Joining a growing legacy of Voqal Fellows making a difference in the world are the following members of the 2018 class:
Alicia Nieves – Streetwide
Nieves’ project, Streetwide allows allies and impacted communities to work together to deliver emotional and legal support to individuals and their loved ones impacted by immigration arrest and deportation. Before founding Streetwide, Nieves was a legal fellow with Justfix.nyc, a housing tech nonprofit in New York City where she helped low-income tenants use the Justfix web application to build affirmative legal cases against their neglectful and abusive landlords.
Amber Royster – Where to Start
Royster’s project Where to Start is focused on helping small nonprofits that, for systemic and practical reasons, rarely have the time, money or other capacities to effectively and efficiently communicate their brand, work and stories. Royster currently works as a digital/communications strategist who most recently built the digital program for Deb Haaland for Congress. Prior to this, she led New Mexico’s LGBTQ civil rights organization through campaigns for marriage equality, transgender student protections, and the statewide ban on conversion therapy, while also rebranding the organization, tripling its online reach, and more than doubling its annual revenue.
Chris Vaeth – How to Help
Vaeth’s project, How to Help works with the news cycle to connect people with ways to do something about the day’s big stories. Vaeth has also served on the team that opened and built the Consumer Financial Protection Bureau, hosted The Resisters podcast and worked across the nonprofit sector for social change.
Imara Jones – The Last Sip
Jones’ project, The Last Sip is a weekly half-hour news program aimed at progressive Millennials of color, especially women and the LGBTQ community, focused on making national issues concrete for viewers by focusing on the people and organizations driving social and economic change at the grassroots level. An Emmy and Peabody Award winner, Jones is a genderqueer on-air news analyst, writer and host whose work focuses on the full-range of social justice and equity issues. She has been featured regularly in several leading outlets such as The Guardian, The Nation, MSNBC, CNBC, NPR, Mic and Colorlines.
Jeremiah Smith – For the Record
Smith’s project, For the Record is a program designed to empower underserved students in Rosedale to tell the story of their community with a critical eye toward systems of oppression. Smith is the co-founder and executive director for the Rosedale Freedom Project. Working as an English teacher at the Rosedale High School and inspired by the work of the Sunflower County Freedom Project, he became convinced that, if given the right opportunities, students in Rosedale could compete with students from America’s most prestigious schools.
Micah White – Activist Graduate School
White’s project, Activist Graduate School is an online educational institution designed specifically for the needs of experienced activists who want to take their movement work to the next level.
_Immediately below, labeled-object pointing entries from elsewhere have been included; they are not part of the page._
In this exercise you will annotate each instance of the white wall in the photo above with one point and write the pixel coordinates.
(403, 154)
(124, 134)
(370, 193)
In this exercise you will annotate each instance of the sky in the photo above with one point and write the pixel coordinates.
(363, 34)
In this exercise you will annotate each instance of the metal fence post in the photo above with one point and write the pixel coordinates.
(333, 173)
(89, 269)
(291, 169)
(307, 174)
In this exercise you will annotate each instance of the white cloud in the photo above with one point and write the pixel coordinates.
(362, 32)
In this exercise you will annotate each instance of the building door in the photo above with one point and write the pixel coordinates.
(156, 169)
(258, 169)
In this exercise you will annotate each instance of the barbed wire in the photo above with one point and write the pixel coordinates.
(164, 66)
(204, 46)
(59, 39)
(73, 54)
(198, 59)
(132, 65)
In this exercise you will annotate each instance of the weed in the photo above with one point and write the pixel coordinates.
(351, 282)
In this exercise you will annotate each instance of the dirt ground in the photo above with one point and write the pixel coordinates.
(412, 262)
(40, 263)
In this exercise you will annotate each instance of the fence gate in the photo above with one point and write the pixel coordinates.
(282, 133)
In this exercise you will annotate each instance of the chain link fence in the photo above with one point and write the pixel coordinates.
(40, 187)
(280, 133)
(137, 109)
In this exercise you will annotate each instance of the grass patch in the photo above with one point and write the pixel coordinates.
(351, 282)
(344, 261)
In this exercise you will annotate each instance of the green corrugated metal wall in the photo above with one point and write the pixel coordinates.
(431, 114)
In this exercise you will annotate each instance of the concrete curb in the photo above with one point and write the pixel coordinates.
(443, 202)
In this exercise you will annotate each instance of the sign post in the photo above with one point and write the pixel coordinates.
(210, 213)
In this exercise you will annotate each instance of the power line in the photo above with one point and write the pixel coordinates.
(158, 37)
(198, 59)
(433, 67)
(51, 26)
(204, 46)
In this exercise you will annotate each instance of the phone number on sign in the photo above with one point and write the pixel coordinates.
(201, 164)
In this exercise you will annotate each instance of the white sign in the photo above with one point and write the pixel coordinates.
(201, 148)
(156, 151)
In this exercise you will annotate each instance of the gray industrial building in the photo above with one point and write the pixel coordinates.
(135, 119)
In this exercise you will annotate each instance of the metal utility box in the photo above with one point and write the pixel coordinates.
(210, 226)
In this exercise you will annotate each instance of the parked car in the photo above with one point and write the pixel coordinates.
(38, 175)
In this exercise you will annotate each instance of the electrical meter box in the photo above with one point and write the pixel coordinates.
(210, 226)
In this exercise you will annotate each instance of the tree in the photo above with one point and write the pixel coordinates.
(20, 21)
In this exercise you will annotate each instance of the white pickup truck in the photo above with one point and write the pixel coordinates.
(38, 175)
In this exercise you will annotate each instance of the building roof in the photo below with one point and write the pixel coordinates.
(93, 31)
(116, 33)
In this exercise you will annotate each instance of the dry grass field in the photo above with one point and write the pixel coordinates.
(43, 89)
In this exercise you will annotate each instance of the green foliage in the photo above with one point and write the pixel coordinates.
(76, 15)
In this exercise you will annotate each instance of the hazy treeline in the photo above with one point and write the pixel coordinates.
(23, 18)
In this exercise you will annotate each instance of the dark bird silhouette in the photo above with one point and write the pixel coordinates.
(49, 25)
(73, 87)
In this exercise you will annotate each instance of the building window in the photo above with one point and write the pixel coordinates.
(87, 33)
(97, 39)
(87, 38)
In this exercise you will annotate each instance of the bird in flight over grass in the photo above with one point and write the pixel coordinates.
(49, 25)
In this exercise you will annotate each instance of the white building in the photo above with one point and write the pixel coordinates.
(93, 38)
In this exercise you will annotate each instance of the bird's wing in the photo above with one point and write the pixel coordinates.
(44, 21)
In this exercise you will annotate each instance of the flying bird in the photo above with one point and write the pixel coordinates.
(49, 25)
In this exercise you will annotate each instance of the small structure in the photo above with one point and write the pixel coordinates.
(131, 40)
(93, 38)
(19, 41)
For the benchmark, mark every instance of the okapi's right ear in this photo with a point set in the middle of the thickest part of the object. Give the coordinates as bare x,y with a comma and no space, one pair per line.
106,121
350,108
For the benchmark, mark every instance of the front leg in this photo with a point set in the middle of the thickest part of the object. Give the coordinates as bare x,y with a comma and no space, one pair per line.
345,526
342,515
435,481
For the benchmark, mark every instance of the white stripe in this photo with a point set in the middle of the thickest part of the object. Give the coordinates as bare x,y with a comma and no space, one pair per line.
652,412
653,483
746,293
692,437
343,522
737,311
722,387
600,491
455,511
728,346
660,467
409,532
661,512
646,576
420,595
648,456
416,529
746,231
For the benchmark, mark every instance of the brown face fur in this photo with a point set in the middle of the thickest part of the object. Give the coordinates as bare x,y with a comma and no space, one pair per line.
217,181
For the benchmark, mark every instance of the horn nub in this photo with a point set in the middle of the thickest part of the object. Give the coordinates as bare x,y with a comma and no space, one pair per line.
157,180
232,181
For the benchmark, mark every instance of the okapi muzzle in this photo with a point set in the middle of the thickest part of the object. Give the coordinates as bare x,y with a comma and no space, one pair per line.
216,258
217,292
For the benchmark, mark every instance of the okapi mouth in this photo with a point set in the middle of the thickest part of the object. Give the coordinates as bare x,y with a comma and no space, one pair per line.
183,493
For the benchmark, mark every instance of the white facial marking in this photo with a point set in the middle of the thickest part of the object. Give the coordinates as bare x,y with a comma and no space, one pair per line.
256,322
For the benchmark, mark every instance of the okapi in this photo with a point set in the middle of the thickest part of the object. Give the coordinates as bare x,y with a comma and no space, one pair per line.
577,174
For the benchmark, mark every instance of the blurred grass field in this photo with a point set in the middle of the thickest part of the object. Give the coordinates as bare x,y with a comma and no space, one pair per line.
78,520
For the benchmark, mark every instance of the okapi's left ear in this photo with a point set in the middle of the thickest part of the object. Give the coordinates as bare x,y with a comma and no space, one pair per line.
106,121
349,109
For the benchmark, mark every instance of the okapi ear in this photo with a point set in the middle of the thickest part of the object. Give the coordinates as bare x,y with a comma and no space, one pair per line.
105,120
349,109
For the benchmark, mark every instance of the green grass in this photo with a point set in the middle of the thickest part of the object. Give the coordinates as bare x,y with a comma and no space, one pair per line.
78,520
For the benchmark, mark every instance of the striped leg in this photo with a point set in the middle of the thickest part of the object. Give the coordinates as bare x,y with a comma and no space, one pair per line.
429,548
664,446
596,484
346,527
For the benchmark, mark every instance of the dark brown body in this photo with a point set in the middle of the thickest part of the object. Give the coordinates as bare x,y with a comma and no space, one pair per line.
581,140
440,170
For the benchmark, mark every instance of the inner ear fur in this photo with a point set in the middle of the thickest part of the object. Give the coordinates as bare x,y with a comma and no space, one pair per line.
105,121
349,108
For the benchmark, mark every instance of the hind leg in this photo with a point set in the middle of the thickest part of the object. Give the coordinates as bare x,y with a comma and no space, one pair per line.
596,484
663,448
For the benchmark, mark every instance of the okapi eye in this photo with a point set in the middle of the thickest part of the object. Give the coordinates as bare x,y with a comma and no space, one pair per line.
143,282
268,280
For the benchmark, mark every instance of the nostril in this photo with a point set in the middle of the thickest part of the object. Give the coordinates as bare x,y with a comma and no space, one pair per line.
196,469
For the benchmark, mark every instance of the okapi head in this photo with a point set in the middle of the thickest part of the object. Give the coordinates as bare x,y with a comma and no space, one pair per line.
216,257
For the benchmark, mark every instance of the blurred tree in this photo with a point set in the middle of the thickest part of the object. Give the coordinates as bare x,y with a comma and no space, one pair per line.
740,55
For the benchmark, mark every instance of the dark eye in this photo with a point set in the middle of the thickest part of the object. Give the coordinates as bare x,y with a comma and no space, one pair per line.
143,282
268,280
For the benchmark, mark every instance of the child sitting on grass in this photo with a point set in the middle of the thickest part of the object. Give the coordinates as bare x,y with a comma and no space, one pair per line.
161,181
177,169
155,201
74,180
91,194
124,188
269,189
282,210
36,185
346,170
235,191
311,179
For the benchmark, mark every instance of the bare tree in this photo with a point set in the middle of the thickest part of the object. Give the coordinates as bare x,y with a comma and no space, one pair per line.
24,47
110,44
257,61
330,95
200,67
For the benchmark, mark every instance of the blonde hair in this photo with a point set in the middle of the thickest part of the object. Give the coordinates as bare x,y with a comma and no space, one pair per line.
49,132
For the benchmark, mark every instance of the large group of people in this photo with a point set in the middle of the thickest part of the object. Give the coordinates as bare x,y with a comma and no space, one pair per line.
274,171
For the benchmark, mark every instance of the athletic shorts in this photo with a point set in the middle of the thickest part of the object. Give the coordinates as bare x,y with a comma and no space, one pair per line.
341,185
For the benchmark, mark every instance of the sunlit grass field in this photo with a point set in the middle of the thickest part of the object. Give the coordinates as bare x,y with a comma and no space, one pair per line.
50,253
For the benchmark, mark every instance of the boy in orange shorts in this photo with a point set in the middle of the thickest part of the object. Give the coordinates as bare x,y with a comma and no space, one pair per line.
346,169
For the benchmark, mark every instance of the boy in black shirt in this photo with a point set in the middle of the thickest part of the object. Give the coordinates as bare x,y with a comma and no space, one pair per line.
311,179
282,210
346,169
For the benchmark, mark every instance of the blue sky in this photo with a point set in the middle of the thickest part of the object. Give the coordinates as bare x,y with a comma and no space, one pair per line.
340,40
White is a lifelong social activist known for co-creating Occupy Wall Street while an editor of Adbusters magazine. A sought after global speaker on the future of activism, he has delivered numerous lectures at prestigious universities — including Princeton, Swarthmore, Middlebury and the University of Chicago — along with cultural festivals and private events in Australia, Belgium, Brazil, Canada, Denmark, Italy, Indonesia and the United States.
Nick Guthman – Blue Future
Guthman’s project, Blue Future will strengthen progressive youth activism by creating a clearinghouse website, social media campaign and the infrastructure for a national coalition to coordinate, broaden and optimize the work of youth civic engagement organizations. He is a progressive political organizer based in Washington D.C. For the past five years, Guthman has worked on local and national electoral races, as well as issue advocacy campaigns surrounding racial justice, health care and tax fairness.
Shira Frank – Maiden
Frank’s project, Maiden creates a more intelligent economy by diversifying the leaders, makers and culture of Blockchain Technology. She brings over 15 years of work in politics, social change, women’s philanthropy and fundraising to her role as Co-Founder of Maiden. Frank spent seven years as a deputy director for J Street — the single-largest pro-Israel PAC in the US — working to transform the way Congress and the executive branch engage in the Middle East and to promote the creation of a two-state solution to the Israeli-Palestinian conflict.